Elan Rubinstein, PharmD, MPH, voiced his frustration with the lack of presence the pharmacy profession has had in the negotiations of repealing and replacing the Affordable Care Act.
In a letter to the editor of the Journal of Managed Care & Specialty Pharmacy, Elan Rubinstein, PharmD, MPH, voiced his frustration with the lack of presence the pharmacy profession has had in the negotiations of repealing and replacing the Affordable Care Act (ACA).
“Why do I not hear the voice of the pharmacy profession reacting to congressional efforts to repeal and replace the ACA, given the significant effect that repeal and replace proposals will have in community and institutional pharmacy settings on the access to prescription pharmaceuticals and on the health status of at-risk populations?” asked Rubinstein.
Since January 2017, Congress has made 4 proposals to repeal and replace the ACA: The House’s American Health Care Act (AHCA), the Senate’s Better Care Reconciliation Act (BCRA), the Senate’s Obamacare Repeal Reconciliation Act (ORRA), and, most recently, the Senate’s Graham-Cassidy-Heller-Johnson Amendment to HR 1628 (GCHJ). According to Rubinstein, these proposals failed to pass in part because of public outcry and opposition from health care professionals, hospital and insurer associations, and patient advocacy groups.
“This is about millions more uninsured, hospitals with unpaid bills for those uninsured, an uptick in medical bankruptcy for those who access care but cannot pay for it, and people who have very bad medical outcomes because they cannot afford treatment and therefore do not seek it. Prescription drugs are critical for the treatment of many illnesses. People and dependents who cannot afford these medicines and therefore do not take them, or who take half of the prescribed amount to save money (for example), are likely to have poor medical outcomes, which is likely to impact their quality of life and productivity,” said Rubinstein in an email to The Center for Biosimilars®.
Rubinstein notes in the article that the American Academy of Actuaries wrote a letter to Senators McConnell, R-Kentucky, and Schumer, D-New York, that states, “Unless the funds allocated in the proposal are used to create stable markets by maintaining a level playing field for insurers and achieving a balanced risk pool, GCHJ [would have led] to higher individual market premiums, lower enrollment, eroded protections for those with preexisting conditions, lower insurer participation, and more unstable markets than under current law.”
Rubinstein closes his letter to the editor by urging pharmacists to raise their voices regarding the effect of health care reform proposals on access to prescription pharmaceuticals.
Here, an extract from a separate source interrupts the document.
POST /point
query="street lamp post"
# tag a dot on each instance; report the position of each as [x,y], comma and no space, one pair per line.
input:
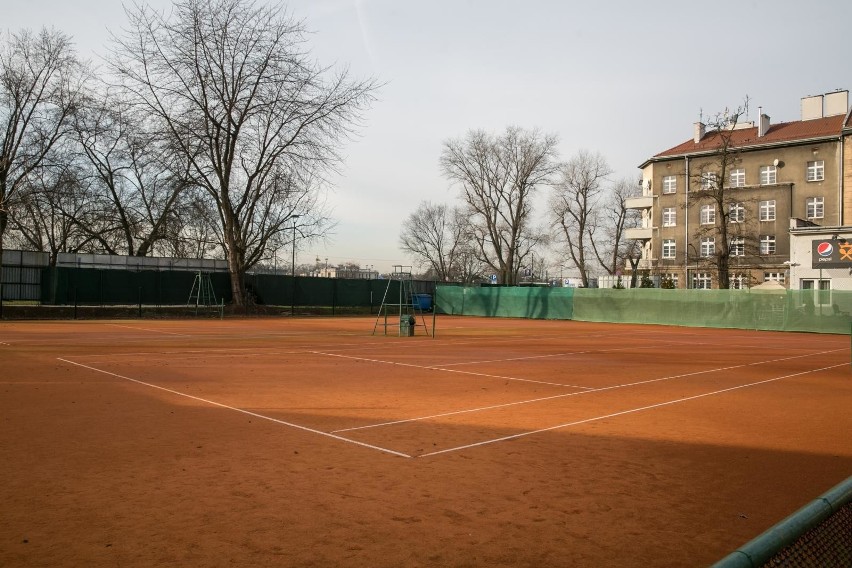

When The Center for Biosimilars® asked why Rubinstein believes members of the pharmacy profession have stayed out of the “repeal and replace” conversation thus far, he said, “I have long been frustrated by this question. Conversations that I have had with pharmacists and pharmacy association leaders suggest that pharmacists do not consider elimination of access to health insurance through the ACA to be their problem—that they do not desire a voice in the ‘repeal and replace’ conversation. This despite the fact that this [is] about their patients, who can only access their services and products if those patients, their insurers, a patient assistance program or a public program will pay the cost. How can these pharmacists not see and appreciate the importance of the fact that issue A, loss of access to health insurance, leads directly to issue B, loss of access to pharmaceuticals and pharmacy services?”